É de um notável paradoxo que a Pixar tenha
feito um filme sobre a morte e sobre o Dia de Los Muertos, no México, e que, no
entanto, pulsa de vida.
Contudo, é exatamente essa a linda ironia que
eles nos entregam: Há muitas gerações passadas, a matriarca da família de
Miguel instaurou uma espécie de tradição; nada de música ou cantoria dentro de
casa –fruto da imensa decepção que ela teve com seu grande amor, um músico que
preteriu ela e a filha em favor da carreira e desapareceu.
Muitos e muitos anos passados, a tal filha,
Inês (Coco, no original) é bisavó de Miguel, cuja família ao renegar a música
desenvolveu habilidade em sapataria.
Entretanto, Miguel tem um dom nato para cantar,
herdado certamente de seu tataravô –que ele acredita ser o idolatrado Ernesto
de La Cruz, o grande cantor mexicano.
No Dia de Los Muertos –quando as famílias
depositam oferendas às fotos de seus parentes mortos para que seus fantasmas
venham visitá-los –Miguel decide roubar o violão do mausoléu de Ernesto de La
Cruz para tocar num show de talentos.

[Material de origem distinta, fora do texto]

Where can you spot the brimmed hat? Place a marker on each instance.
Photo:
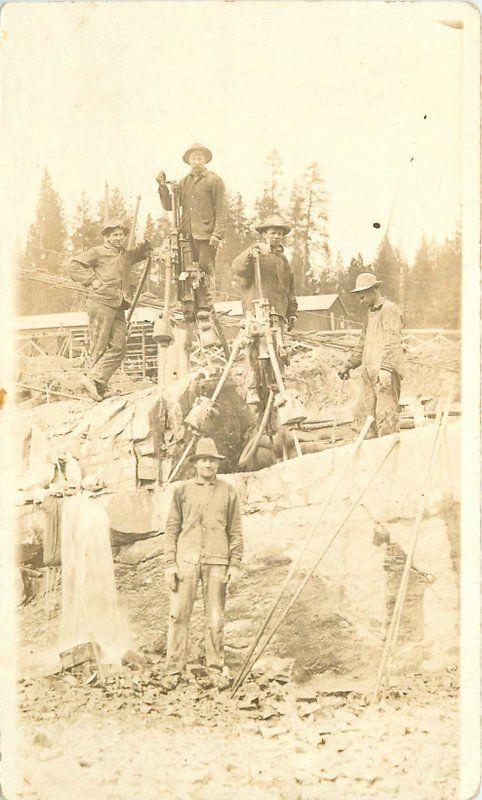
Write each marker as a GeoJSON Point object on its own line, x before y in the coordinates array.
{"type": "Point", "coordinates": [206, 448]}
{"type": "Point", "coordinates": [197, 146]}
{"type": "Point", "coordinates": [112, 224]}
{"type": "Point", "coordinates": [365, 281]}
{"type": "Point", "coordinates": [274, 221]}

Ao primeiro dedilhar, porém, Miguel é
transportado para o Mundo dos Mortos. Lá, ele encontra seus familiares mortos,
incluindo sua rígida tataravó, e um problema: Deve obter a benção de seu tataravô
para voltar ao Mundo dos Vivos e tornar a cantar.
Mas, a verdade que morreu com alguns dos
membros de sua família é mais profunda e complexa do que Miguel pode imaginar. E,
agora, ele deve lutar para trazer essa verdade ao Mundo dos Vivos a fim de
corrigir algumas injustiças e não deixar que certas lembranças se percam para
sempre.
Diferente do oitentista “Footlose” –com o qual
a premissa guarda alguma semelhança –cujo tema serve para um musical sobre
choque de gerações e um descontraído romance que enaltece a rebeldia juvenil, “Viva-A
Vida É Uma Festa” vai muito mais além e fala sobre valores de família passados
através de gerações, sobre a importância da cultura e da memória; e nesse
sentido há nele um paralelo com o próprio cinema.
Como no recente “Divertida
Mente” ou em “Toy Story 3” (dirigido, aliás, pelo mesmo Lee Unkrich) a Pixar
cria mais um espetáculo visual que se põe à frente de tudo que fizeram antes
(grandes exemplos desse arrojo são a ponte constituída de pétalas de flor que
liga o Mundo dos Vivos e o dos Mortos, e a reluzente favela dos mortos,
riquíssima em detalhes feitos com amor), mas ainda assim o ancora numa trama
cheia de inteligência, simpatia e inquestionável poder de emocionar; a cena,
perto do final, em que Miguel canta para a bisavó a música vencedora do Oscar2018 de Melhor Canção, “Lembre de Mim” é um momento de pura emoção que acompanhará
o expectador muito tempo depois do filme ter se acabado.